[lvm-devel] Performance regression between V2_02_177 and V2_02_180

Wed Oct 30 09:34:51 UTC 2019

Hi David,

Thanks for your detailed response.

I have not observed any contention directly but the comment in the commit

    "ca66d520326493311a3c7132b1bcee0807862301

    io: use sync io if aio fails

    io_setup() for aio may fail if a system has reached the
    aio request limit.  In this case, fall back to using sync io..." 

implies that aio is a resource with a limit and open for contention. I observed heavy background aio traffic with perf probes from our virtual disk backends, I don't believe the io_submit calls in LVM are blocking as they are submitted with O_DIRECT and strace time to return is low.

So that was my theory although it's only supported by circumstantial evidence.

If I have the test cycles today I could plot some graphs of performance against background aio activity, and if this shows contention jump in with some kernel probes.

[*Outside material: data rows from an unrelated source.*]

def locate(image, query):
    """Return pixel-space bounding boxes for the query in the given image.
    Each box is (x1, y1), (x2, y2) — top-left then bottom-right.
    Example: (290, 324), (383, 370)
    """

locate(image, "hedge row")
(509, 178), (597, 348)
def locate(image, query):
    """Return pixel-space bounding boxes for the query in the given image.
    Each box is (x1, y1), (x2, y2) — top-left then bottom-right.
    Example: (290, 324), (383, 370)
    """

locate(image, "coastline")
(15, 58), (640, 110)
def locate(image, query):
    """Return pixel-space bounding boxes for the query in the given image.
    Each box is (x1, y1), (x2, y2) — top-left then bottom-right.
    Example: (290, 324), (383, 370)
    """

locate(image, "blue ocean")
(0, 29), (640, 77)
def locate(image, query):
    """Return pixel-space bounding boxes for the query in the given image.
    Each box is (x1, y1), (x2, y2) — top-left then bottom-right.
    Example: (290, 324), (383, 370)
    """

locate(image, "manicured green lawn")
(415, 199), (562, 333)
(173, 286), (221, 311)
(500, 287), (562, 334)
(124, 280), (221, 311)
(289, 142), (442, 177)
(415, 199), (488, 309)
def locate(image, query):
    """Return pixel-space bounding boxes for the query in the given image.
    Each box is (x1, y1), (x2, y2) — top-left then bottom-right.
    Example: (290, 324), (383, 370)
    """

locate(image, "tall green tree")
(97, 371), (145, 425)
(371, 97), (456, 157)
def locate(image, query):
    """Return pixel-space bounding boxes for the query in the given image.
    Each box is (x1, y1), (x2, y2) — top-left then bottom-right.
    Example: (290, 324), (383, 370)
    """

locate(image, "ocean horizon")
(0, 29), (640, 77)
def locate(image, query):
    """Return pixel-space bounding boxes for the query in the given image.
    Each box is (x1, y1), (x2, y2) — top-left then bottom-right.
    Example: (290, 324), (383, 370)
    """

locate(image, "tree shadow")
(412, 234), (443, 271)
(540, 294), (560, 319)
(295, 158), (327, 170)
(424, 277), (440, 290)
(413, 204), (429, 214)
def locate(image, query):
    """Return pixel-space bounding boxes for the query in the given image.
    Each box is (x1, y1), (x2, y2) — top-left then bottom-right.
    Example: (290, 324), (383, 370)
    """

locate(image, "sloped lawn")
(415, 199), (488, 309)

This may off course be academic if lvm moves to io_uring. Have there been any experiments in this area?

Thanks,

Ben

________________________________________
From: David Teigland <teigland at redhat.com>
Sent: 29 October 2019 14:58
To: Ben Sims
Cc: lvm-devel at redhat.com
Subject: Re: [lvm-devel] Performance regression between V2_02_177 and V2_02_180

On Tue, Oct 29, 2019 at 08:44:39AM +0000, Ben Sims wrote:
> I can confirm the performance regression, is caused my async io, turning
> this off in the lvm.conf gets back my performance.
>
> We work in a libaio intensive environment, so there is contention for
> libaio ring.

That's interesting, I've never heard about aio from independent programs
running on the system interfering like that.  Apart from the observation,
have you read about this anywhere so I could understand it better?

> I'm wondering if libaio should be on by default?

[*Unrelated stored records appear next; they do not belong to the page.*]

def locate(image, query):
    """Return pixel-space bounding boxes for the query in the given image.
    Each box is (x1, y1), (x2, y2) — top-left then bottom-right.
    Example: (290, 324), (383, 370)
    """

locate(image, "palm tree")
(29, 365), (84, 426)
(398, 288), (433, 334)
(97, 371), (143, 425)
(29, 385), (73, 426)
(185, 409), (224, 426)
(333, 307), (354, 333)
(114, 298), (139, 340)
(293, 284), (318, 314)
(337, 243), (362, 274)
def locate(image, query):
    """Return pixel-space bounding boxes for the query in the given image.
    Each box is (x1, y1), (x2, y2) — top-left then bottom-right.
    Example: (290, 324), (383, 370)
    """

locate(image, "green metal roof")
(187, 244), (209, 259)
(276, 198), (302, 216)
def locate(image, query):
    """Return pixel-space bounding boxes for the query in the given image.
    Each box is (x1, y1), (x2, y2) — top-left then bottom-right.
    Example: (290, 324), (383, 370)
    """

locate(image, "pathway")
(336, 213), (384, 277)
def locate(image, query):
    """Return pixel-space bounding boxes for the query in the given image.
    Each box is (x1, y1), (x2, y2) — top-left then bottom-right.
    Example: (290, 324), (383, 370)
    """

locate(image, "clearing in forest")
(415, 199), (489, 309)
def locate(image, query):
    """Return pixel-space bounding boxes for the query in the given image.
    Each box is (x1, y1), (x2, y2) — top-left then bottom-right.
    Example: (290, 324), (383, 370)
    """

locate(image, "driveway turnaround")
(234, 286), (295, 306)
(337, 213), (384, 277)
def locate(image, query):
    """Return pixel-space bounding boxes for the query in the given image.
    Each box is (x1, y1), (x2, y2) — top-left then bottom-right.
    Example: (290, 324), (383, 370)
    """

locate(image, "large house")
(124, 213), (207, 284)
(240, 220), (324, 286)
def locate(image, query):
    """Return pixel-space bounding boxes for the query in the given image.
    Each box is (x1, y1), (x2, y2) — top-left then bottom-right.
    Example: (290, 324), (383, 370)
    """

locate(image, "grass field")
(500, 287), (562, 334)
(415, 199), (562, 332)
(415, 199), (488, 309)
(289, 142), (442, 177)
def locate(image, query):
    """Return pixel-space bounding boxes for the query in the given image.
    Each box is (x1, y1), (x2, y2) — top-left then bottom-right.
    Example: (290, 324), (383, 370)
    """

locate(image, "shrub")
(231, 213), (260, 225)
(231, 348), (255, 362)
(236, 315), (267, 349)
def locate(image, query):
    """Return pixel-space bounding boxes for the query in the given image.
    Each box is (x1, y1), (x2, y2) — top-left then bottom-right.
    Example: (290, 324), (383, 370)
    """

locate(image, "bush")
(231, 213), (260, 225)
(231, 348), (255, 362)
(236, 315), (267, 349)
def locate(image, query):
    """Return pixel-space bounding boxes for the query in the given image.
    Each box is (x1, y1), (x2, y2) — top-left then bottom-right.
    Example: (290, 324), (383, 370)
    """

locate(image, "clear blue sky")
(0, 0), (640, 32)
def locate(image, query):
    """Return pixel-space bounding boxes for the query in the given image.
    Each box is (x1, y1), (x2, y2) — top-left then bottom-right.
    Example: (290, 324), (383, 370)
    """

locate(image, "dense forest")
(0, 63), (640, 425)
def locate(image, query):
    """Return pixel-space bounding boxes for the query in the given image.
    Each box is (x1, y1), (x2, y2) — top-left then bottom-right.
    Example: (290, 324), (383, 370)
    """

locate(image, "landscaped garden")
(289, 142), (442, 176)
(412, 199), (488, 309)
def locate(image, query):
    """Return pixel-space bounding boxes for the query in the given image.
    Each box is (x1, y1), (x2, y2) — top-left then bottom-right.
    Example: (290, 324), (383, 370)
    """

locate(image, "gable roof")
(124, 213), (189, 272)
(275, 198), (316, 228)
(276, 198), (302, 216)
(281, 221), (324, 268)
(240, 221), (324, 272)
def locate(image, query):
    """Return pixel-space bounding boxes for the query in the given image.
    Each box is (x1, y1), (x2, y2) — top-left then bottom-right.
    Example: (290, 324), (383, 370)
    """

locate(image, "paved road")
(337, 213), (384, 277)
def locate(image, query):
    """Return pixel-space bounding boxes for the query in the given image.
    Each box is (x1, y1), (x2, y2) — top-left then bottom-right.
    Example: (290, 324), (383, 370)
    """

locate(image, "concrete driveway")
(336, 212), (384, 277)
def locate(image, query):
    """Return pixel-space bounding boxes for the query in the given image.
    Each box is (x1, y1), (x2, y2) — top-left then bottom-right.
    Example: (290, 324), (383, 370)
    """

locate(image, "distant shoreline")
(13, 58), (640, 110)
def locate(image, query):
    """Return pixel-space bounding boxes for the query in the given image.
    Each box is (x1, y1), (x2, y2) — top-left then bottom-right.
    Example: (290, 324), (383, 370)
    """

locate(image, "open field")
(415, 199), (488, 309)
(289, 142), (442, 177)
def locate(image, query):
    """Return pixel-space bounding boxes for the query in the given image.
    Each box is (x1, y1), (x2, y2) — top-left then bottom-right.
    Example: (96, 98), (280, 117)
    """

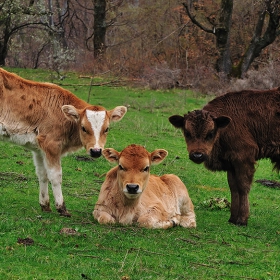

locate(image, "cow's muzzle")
(126, 184), (139, 194)
(189, 152), (207, 164)
(89, 148), (102, 158)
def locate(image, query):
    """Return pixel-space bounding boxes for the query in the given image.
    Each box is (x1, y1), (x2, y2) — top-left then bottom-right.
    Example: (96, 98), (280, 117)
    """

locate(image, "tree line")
(0, 0), (280, 86)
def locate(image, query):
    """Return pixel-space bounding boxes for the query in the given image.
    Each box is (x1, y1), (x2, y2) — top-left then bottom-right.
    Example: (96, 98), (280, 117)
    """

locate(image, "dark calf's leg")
(227, 171), (239, 225)
(228, 163), (255, 226)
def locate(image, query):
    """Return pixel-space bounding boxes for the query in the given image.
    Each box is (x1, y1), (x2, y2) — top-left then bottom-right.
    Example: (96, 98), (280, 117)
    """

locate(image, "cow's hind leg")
(32, 151), (51, 212)
(228, 163), (255, 226)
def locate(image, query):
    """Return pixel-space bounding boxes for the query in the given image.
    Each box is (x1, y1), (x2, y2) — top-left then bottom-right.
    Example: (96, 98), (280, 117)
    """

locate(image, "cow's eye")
(185, 130), (192, 139)
(143, 166), (150, 172)
(205, 130), (215, 140)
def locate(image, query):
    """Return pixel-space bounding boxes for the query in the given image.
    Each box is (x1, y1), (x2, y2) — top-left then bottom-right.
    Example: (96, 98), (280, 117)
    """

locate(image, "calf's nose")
(89, 148), (102, 158)
(126, 184), (139, 194)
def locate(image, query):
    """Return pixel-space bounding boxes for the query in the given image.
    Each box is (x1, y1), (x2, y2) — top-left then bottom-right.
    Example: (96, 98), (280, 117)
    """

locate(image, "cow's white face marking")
(86, 110), (106, 148)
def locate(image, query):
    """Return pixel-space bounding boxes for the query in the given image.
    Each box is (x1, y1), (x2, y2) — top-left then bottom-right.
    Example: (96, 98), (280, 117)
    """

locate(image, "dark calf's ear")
(169, 115), (184, 128)
(214, 116), (231, 128)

It's possible that we should change the use_aio default to 0 if most cases
don't benefit (e.g. small number of PVs), or have contention as you've
seen.

> I notice that the new bcache is reading significantly more data 262144
> bytes (two blocks of 131072 bytes from /dev/sda ) compared to 28672
> bytes in 4k reads made in V2_02_177. Whats the rational for reading so
> much more data?

It seemed to be a reasonable balance between iops and size when testing
various combinations.

That said, the bcache.c io layer is being replaced and renamed soon since
there were some aspects of that code that weren't ideally suited for lvm.
That will be using smaller block sizes.

> The extra overhead of this io estimated with strace does not appear to
> account for the slow down, but perhaps the processing of this data does?

If you eliminate the aio contention you mentioned above, I wouldn't expect
the actual io to be a factor.

> I'm currently instrumenting the code, but thought i would ask on the
> mailing list.

There was a lot of transition churn that's best to avoid while doing test
comparisions.  I suggest testing with 2.02.176 as the old version, and
then using the latest releases from stable-2.02 and master branches.  I
think lvm with bcache was released too early, and there have been
significant fixes and improvements added in both branches.

Dave